Can too much sleep kill you?

Media reports of a new study are tarnishing sleep’s healthy image. The tabloid headlines scream, “Too MUCH sleep could KILL YOU.” But could sweet, gentle sleep really be a cold-blooded killer?

The British study involved nearly 10,000 adults who completed a health survey. Four years later they completed the survey again. They had an average age of 62 years, and their health outcomes were followed for an average of 9.5 years.

Sixty-nine percent were classified as “average” sleepers. They reported sleeping 6 to 8 hours on average in a 24-hour period. Twenty-one percent were “short” sleepers who reported a sleep duration of less than 6 hours. Ten percent were “long” sleepers who reported sleeping more than 8 hours.

During the study period 346 people had at least one stroke. The risk of stroke was 46 percent higher among long sleepers. The risk was even greater among those who reported a long sleep duration on both surveys. They were two times more likely to have a stroke.

The highest risk was found in people whose sleep duration increased from “short” on the first survey to “long” on the second survey. They were 3.75 times more likely to have a stroke.

So does this mean that getting too much sleep will kill you? To borrow the words of The Bard, is sleep literally, “the death of each day’s life”? Not at all.

The study was unable to examine cause and effect. So the authors concluded that long sleep may be a “marker of increased stroke risk in older people.”

They also noted that the strokes may have been caused by health or sleep problems that were not measured by the study. For example, study subjects were not screened for obstructive sleep apnea. Men with severe OSA are nearly three times more likely to have a stroke.

An editorial published with the study also noted that there is a “lack of evidence that sleeping for longer than 8 hours has adverse health effects.” The authors suggested that other underlying medical problems are more likely to deserve the blame.

So before you burn your pillow and vow to never sleep again, keep two things in mind:

1. Sleep is good for you – really, really good for you. Along with a healthy diet and regular exercise, sleep is one of the three pillars of a healthy lifestyle.

2. In general, more sleep is good, not bad. It’s hard to get “too much” sleep on a regular basis. Your body will let you know when it’s had enough. So if you’re tired, then sleep. Enjoy it. Love it. Wrap yourself up in it. The American Academy of Sleep Medicine recommends that you start by getting at least 7 hours of sleep each night. Instead of worrying about “too much” sleep, focus on getting healthy sleep.
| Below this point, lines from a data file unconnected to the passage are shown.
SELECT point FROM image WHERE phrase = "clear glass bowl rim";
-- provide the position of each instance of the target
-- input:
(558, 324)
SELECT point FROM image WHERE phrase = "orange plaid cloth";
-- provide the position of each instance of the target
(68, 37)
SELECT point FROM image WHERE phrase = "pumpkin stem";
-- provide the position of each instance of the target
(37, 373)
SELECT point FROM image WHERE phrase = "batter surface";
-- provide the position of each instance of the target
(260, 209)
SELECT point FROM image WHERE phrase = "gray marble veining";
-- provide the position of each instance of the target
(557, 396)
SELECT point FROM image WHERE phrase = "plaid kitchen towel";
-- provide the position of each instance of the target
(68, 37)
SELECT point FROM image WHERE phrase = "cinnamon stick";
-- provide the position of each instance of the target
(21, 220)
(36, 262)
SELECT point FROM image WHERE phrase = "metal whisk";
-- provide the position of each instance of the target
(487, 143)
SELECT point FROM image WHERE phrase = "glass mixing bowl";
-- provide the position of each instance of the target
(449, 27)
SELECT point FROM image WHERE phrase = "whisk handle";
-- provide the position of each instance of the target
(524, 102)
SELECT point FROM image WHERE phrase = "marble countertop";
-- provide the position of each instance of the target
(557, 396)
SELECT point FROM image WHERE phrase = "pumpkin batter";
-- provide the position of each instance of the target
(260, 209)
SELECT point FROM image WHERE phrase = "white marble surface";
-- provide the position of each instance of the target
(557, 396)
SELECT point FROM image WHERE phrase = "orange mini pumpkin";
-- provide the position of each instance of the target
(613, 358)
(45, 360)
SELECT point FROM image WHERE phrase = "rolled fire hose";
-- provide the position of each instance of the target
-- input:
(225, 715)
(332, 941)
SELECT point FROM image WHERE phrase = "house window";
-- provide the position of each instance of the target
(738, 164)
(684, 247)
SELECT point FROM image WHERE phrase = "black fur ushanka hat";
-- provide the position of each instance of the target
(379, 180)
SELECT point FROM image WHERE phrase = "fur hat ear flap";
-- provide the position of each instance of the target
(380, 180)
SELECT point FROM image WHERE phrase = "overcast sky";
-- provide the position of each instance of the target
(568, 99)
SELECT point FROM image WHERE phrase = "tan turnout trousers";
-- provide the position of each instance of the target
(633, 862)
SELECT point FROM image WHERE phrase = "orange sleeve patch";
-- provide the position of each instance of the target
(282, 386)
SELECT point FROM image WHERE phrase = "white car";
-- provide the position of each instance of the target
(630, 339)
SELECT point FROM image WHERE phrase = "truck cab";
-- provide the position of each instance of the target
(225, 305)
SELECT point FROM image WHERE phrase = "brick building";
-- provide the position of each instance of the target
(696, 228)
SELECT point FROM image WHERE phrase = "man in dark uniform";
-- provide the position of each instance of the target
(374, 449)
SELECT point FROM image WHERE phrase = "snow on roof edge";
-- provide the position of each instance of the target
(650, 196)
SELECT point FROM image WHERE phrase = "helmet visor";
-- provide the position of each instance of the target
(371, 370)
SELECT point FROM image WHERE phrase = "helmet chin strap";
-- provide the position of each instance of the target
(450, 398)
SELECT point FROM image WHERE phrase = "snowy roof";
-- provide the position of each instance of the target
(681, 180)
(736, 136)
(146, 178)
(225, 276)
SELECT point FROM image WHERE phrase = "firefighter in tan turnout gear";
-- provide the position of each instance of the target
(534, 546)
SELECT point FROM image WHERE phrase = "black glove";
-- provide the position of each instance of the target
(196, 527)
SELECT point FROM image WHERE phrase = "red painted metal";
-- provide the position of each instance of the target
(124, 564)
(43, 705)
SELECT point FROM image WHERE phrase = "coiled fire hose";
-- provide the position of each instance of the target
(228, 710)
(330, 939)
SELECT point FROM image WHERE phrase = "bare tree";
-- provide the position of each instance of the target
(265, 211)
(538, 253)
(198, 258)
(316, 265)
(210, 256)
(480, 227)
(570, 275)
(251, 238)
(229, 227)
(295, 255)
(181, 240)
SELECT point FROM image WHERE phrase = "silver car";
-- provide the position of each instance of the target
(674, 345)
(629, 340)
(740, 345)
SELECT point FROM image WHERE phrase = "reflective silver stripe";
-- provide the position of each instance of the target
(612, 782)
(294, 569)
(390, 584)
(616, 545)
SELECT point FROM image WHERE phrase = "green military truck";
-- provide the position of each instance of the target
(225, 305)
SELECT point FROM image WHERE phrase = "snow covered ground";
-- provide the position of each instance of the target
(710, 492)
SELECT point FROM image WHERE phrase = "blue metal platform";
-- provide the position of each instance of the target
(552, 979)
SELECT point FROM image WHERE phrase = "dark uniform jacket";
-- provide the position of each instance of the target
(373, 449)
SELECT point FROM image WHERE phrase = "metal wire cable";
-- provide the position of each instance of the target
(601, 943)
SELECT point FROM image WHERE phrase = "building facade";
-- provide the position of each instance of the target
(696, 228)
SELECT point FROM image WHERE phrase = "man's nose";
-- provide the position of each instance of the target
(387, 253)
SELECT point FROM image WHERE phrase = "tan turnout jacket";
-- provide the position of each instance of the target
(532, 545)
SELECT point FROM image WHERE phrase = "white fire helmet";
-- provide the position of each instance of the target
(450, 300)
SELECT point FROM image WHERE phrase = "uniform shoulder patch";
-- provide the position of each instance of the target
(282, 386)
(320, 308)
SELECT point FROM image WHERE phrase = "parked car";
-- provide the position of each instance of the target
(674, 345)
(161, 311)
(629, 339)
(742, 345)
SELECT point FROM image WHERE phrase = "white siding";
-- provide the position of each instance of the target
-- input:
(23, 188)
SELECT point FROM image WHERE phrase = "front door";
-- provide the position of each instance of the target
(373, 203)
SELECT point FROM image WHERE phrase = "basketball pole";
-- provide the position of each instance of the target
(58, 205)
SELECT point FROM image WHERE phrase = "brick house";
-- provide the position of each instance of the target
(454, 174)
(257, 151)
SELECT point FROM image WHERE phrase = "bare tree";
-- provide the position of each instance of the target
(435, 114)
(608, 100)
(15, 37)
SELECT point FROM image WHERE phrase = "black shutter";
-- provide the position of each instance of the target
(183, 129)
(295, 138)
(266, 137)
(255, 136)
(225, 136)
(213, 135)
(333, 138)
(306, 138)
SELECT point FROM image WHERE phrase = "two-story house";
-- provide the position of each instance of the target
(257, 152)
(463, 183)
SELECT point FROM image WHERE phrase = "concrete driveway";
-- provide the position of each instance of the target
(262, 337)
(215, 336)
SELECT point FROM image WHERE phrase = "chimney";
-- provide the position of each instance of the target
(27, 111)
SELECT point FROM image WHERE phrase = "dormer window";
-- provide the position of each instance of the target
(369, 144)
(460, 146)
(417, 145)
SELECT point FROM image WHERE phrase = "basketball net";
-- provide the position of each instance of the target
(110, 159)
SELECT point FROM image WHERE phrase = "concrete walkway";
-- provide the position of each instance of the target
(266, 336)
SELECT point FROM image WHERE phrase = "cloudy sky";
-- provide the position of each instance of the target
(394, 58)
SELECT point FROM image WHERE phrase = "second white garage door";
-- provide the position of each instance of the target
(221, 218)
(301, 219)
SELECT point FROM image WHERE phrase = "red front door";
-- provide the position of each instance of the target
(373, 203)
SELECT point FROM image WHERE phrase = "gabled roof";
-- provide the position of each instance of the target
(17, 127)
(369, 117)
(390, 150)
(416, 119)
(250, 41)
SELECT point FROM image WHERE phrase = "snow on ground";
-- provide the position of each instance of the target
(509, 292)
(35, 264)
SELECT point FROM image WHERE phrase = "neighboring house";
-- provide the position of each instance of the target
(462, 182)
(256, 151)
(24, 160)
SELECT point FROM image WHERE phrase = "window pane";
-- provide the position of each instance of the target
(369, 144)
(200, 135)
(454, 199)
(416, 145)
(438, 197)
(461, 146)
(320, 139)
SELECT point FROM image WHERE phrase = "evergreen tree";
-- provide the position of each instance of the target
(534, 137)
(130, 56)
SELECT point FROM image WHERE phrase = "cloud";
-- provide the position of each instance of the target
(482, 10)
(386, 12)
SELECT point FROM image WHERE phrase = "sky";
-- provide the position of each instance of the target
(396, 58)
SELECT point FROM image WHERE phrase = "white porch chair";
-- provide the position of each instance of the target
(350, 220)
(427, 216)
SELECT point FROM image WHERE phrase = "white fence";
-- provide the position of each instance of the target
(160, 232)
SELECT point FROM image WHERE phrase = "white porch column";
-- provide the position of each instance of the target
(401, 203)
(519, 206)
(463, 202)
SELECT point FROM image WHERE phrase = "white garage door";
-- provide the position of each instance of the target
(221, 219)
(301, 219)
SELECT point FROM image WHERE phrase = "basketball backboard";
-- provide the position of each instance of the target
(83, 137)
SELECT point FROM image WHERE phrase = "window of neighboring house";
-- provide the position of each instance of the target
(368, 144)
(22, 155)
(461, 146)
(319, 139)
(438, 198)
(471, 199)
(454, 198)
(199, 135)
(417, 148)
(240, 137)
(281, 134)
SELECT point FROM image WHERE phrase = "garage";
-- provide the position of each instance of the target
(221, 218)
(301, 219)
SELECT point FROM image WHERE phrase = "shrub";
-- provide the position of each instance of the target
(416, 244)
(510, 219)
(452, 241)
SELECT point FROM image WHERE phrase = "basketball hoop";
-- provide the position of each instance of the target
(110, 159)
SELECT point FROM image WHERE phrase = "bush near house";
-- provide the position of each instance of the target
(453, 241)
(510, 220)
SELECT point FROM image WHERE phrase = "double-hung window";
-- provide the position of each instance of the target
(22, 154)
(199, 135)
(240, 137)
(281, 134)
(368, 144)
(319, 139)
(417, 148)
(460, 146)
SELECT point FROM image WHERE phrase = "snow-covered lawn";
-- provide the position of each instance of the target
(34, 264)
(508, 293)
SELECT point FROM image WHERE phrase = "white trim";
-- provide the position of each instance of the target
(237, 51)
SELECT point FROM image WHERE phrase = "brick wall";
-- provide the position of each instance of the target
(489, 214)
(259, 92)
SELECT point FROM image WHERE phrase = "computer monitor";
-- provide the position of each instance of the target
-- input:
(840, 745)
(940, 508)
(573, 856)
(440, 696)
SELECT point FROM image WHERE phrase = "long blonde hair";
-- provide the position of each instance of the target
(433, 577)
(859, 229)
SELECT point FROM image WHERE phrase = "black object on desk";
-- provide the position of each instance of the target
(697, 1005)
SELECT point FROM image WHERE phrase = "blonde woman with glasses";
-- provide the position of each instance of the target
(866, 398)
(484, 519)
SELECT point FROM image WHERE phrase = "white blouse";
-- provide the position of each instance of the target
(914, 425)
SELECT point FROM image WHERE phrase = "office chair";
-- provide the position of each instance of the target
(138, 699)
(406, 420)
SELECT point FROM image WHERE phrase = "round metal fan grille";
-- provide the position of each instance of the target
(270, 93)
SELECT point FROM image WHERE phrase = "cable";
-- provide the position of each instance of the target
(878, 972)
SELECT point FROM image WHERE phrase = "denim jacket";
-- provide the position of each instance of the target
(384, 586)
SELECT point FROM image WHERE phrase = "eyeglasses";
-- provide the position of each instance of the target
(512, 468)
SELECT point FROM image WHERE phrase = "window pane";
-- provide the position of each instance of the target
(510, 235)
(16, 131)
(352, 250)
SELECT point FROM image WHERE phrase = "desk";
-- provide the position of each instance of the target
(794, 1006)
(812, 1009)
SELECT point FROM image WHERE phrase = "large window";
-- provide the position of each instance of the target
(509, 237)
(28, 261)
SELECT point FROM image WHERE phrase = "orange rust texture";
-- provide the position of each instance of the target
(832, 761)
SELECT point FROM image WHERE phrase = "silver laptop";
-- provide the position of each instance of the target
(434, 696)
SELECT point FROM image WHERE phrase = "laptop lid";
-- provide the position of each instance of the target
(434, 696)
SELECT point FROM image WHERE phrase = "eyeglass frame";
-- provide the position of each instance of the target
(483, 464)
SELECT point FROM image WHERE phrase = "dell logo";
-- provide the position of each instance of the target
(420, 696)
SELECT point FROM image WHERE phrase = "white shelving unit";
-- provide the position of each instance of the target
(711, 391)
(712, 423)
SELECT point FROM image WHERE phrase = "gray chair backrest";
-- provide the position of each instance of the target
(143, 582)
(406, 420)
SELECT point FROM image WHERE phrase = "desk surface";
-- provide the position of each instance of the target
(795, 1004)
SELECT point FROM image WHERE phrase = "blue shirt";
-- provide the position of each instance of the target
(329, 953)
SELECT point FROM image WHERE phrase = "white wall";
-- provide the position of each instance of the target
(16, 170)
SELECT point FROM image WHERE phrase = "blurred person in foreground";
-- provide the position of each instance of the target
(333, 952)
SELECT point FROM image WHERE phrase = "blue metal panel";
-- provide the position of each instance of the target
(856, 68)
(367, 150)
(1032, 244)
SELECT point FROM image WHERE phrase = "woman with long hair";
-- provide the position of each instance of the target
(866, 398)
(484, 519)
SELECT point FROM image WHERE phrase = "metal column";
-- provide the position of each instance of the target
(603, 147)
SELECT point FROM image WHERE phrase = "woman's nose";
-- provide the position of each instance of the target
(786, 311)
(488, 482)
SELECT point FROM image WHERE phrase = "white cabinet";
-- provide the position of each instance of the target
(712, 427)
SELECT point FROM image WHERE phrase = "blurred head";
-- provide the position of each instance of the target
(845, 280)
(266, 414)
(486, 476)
Also, remember that sleep is an indicator of your health. Poor sleep may be a warning sign for an undetected health problem. Make sure that your sleep duration is a part of the conversation when you talk to your doctor:

• Let your doctor know if you get 8 to 9 hours of sleep each night and still feel unrefreshed. Non-restorative sleep can be a sign of a sleep disorder such as obstructive sleep apnea.

• Tell your doctor if you suddenly start sleeping much longer than normal. This could be a warning sign of a health problem, especially in older age.

• Contact an accredited sleep center and talk to a sleep doctor if you have an ongoing sleep problem.

Gentle sleep is no killer. You can rest assured tonight, sleep is still the “chief nourisher in life’s feast.”